GitHub - tlehman/distributed_prompt: Distributed horizontally scalable prompt for Recursive Language Models

DistributedPrompt (for scaling up RLMs)

Horizontally scalable prompts for Recursive Language Models (RLMs).

DistributedPrompt is a drop-in replacement for Python's str that stores prompt data across fixed-size shards on disk or S3. Slicing (prompt[n:n+k]) performs O(1) shard lookup — only the needed data is fetched. This lets RLMs operate on prompts with 100M+ characters without holding them in memory.

Quick start

uv sync --all-groups    # installs Python 3.12, dev & test deps
uv tool install -e .    # installs the dprompt CLI on your PATH

Ingest a file

uv run dprompt ingest ../mega_prompt.md --output ./shards/ --shard-size 10_000_000
uv run dprompt info ./shards/

Use from Python / REPL

from distributed_prompt import DistributedPrompt, FileBackend

backend = FileBackend("./shards/")
prompt = DistributedPrompt(backend)

# O(1) shard lookup — only fetches the two shards covering this range
print(prompt[10_000_000:10_000_000 + 1000])

print(len(prompt))    # no I/O — reads from metadata
print(repr(prompt))   # DistributedPrompt(length=..., shards=..., shard_size=...)

# str-like protocol
"keyword" in prompt   # scans shard-by-shard with overlap
prompt.find("needle") # returns character offset or -1

S3 / MinIO backend (WIP)

from distributed_prompt.backends.s3_backend import S3Backend, ingest_to_s3

# Upload local shards to MinIO
ingest_to_s3("./shards/", bucket="prompts", prefix="corpus-v1",
             endpoint_url="http://minio:9000")

# Read from S3
backend = S3Backend(bucket="prompts", prefix="corpus-v1",
                    endpoint_url="http://minio:9000")
prompt = DistributedPrompt(backend)
print(prompt[0:100])

Integration with RLMs

In Zhang & Khattab 2025's Recursive Language Models paper, the agent loop evaluates Python in a REPL where prompt is a plain string.
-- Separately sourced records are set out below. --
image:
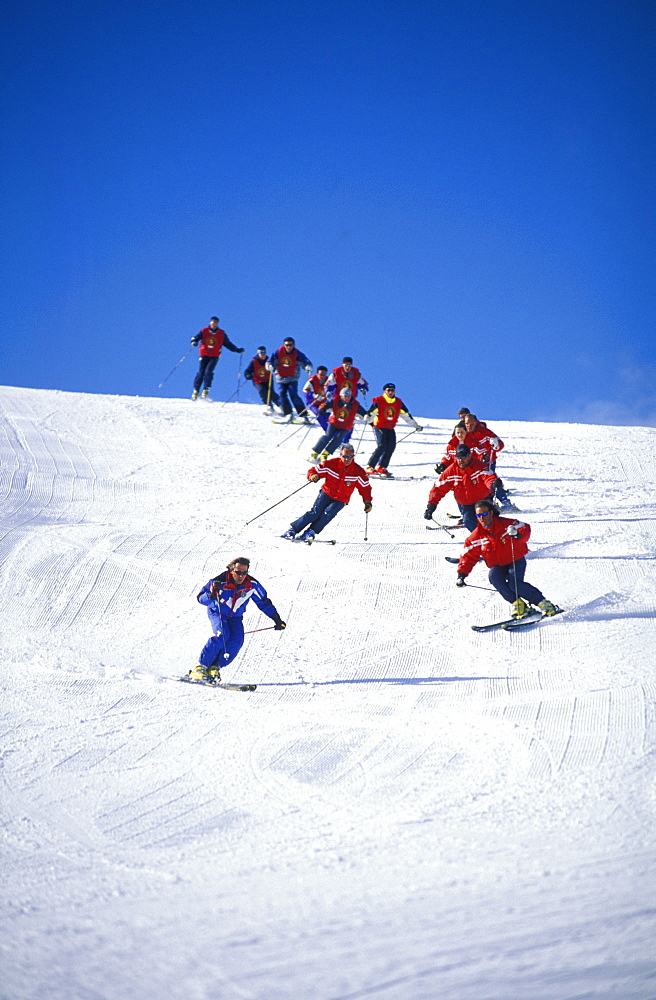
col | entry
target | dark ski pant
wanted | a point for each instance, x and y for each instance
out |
(509, 581)
(263, 389)
(321, 418)
(288, 396)
(330, 440)
(385, 445)
(323, 510)
(205, 373)
(226, 642)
Replace it with:

# Before (fails for large prompts):
prompt = open("huge_file.txt").read()

# After:
from distributed_prompt import DistributedPrompt, FileBackend
prompt = DistributedPrompt(FileBackend("./shards/"))
prompt[n:n+k] # works identically — O(1) shard fetch

The RLM's generated code can slice prompt as usual. The DistributedPrompt object transparently fetches only the needed shards. LM inference latency (seconds) dominates shard fetch latency (milliseconds) so this is effectively free.

Running tests

References

Zhang, Alex and Khattab, Omar (2025). "Recursive Language Models." https://alexzhang13.github.io/blog/2025/rlm/